Distorted faces/hands

Problem: Faces and hands look deformed

Solutions:

# Solution 1: Use negative prompts
negative_prompt = """
bad hands, bad anatomy, deformed, ugly, blurry,
extra fingers, mutated hands, poorly drawn hands,
poorly drawn face, mutation, deformed face
"""

# Solution 2: Use face-specific models
# ADetailer or similar post-processing

# Solution 3: Use ControlNet for poses
# Load pose estimation and condition generation

# Solution 4: Inpaint problematic areas
mask = create_face_mask(image)
fixed = inpaint_pipe(
    prompt="beautiful detailed face",
    image=image,
    mask_image=mask
).images[0]

Scheduler Issues

Scheduler not compatible

Error: ValueError: Scheduler ... is not compatible with pipeline

Fix:

from diffusers import EulerDiscreteScheduler

# Create scheduler from config
pipe.scheduler = EulerDiscreteScheduler.from_config(
    pipe.scheduler.config
)

# Check compatible schedulers
print(pipe.scheduler.compatibles)

Wrong number of steps

Problem: Model generates different quality with same steps

Fix:

# Reset timesteps explicitly
pipe.scheduler.set_timesteps(num_inference_steps)

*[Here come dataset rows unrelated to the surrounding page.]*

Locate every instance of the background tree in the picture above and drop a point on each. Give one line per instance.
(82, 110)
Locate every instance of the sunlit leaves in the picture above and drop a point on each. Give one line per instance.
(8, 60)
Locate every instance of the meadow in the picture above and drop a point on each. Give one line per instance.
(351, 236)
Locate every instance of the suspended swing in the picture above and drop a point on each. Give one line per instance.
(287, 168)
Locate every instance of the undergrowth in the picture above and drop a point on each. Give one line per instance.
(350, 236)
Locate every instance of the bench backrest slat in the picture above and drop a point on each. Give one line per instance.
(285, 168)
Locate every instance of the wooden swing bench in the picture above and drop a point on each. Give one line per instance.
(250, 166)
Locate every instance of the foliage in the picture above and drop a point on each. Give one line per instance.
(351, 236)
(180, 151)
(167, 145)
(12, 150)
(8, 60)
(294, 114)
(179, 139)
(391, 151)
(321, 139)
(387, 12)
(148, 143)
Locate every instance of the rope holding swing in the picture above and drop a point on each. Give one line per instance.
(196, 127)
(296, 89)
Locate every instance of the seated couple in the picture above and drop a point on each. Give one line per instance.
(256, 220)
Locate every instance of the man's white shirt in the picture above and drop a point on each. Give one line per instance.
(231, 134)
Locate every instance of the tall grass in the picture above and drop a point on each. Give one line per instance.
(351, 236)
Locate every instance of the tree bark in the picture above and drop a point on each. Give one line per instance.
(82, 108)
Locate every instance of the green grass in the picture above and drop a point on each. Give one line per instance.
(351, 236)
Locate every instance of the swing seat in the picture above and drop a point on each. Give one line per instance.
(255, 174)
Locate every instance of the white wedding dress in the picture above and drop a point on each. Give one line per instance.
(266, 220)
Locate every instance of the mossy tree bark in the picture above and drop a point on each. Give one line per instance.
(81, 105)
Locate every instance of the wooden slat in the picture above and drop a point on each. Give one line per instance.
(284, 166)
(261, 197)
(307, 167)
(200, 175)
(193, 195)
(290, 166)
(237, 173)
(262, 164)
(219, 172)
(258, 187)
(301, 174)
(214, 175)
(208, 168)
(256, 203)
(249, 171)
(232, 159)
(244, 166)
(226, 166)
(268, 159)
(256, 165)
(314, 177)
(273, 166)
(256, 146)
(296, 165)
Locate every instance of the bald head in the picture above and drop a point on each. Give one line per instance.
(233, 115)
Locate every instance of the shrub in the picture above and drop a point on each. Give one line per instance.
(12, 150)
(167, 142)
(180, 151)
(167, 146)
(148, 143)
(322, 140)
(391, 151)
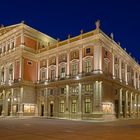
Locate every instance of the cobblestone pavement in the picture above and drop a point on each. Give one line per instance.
(55, 129)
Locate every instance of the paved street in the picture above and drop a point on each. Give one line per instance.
(54, 129)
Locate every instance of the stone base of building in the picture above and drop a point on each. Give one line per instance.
(109, 117)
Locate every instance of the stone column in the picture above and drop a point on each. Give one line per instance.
(126, 80)
(120, 70)
(113, 70)
(97, 98)
(80, 61)
(120, 103)
(126, 104)
(80, 100)
(98, 59)
(68, 64)
(56, 68)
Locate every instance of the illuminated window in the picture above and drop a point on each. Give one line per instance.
(0, 50)
(10, 72)
(2, 75)
(43, 75)
(73, 106)
(74, 68)
(63, 72)
(74, 89)
(106, 66)
(105, 54)
(8, 47)
(87, 105)
(87, 50)
(1, 96)
(87, 66)
(12, 45)
(87, 87)
(62, 106)
(29, 62)
(29, 109)
(107, 107)
(53, 74)
(63, 90)
(15, 108)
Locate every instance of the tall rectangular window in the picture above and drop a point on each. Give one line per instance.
(63, 72)
(62, 108)
(73, 106)
(87, 66)
(52, 74)
(87, 105)
(74, 69)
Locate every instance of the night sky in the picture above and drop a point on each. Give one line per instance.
(58, 18)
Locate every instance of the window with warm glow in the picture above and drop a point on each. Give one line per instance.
(29, 109)
(74, 69)
(62, 106)
(107, 107)
(87, 105)
(73, 106)
(87, 66)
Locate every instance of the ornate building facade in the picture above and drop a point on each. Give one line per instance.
(84, 77)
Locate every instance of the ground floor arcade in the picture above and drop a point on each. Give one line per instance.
(85, 100)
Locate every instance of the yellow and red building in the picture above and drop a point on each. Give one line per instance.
(84, 77)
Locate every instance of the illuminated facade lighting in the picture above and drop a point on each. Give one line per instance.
(84, 77)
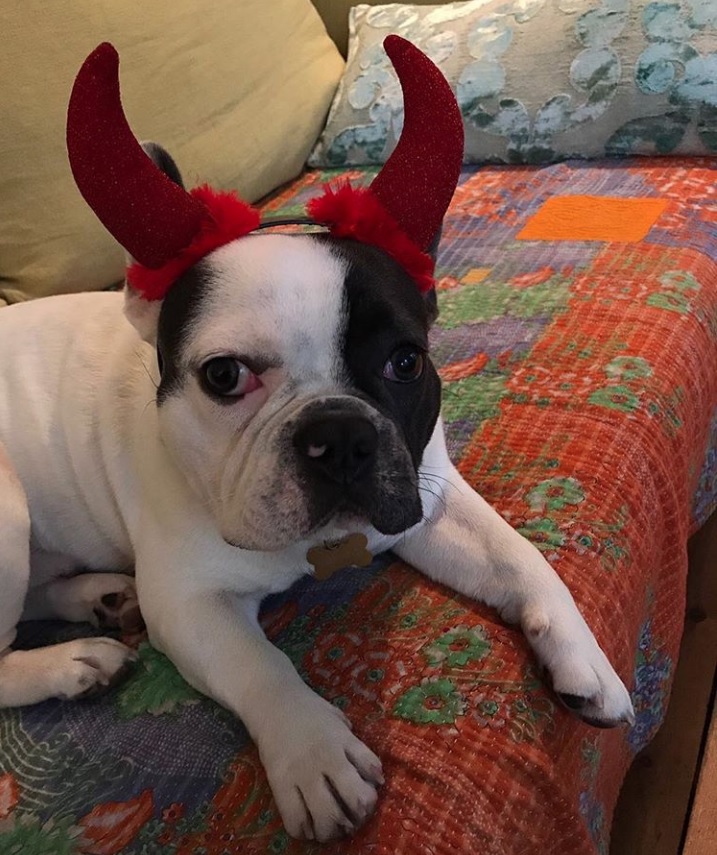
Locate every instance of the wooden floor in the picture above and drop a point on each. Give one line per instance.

# Check scheduler's step count
print(len(pipe.scheduler.timesteps))

LoRA Issues

LoRA weights not loading

Error: RuntimeError: Error(s) in loading state_dict for UNet2DConditionModel

Fix:

# Check weight file format
# Should be .safetensors or .bin

# Load with correct key prefix
pipe.load_lora_weights(
    "path/to/lora",
    weight_name="lora.safetensors"
)

# Try loading into specific component
pipe.unet.load_attn_procs("path/to/lora")

LoRA not affecting output

Problem: Generated images look the same with/without LoRA

Fix:

# Fuse LoRA weights
pipe.fuse_lora(lora_scale=1.0)

# Or set scale explicitly
pipe.set_adapters(["lora_name"], adapter_weights=[1.0])

# Verify LoRA is loaded
print(list(pipe.unet.attn_processors.keys()))

Multiple LoRAs conflict

Problem: Multiple LoRAs produce artifacts

Fix:

# Load with different adapter names
pipe.load_lora_weights("lora1", adapter_name="style")
pipe.load_lora_weights("lora2", adapter_name="subject")

# Balance weights
pipe.set_adapters(
    ["style", "subject"],
    adapter_weights=[0.5, 0.5]  # Lower weights
)

# Or use LoRA merge before loading
# Merge LoRAs offline with appropriate ratios

ControlNet Issues

ControlNet not conditioning

Problem: ControlNet has no effect on output

Fix:

# Check control image format
# Should be RGB, matching generation size
control_image = control_image.resize((512, 512))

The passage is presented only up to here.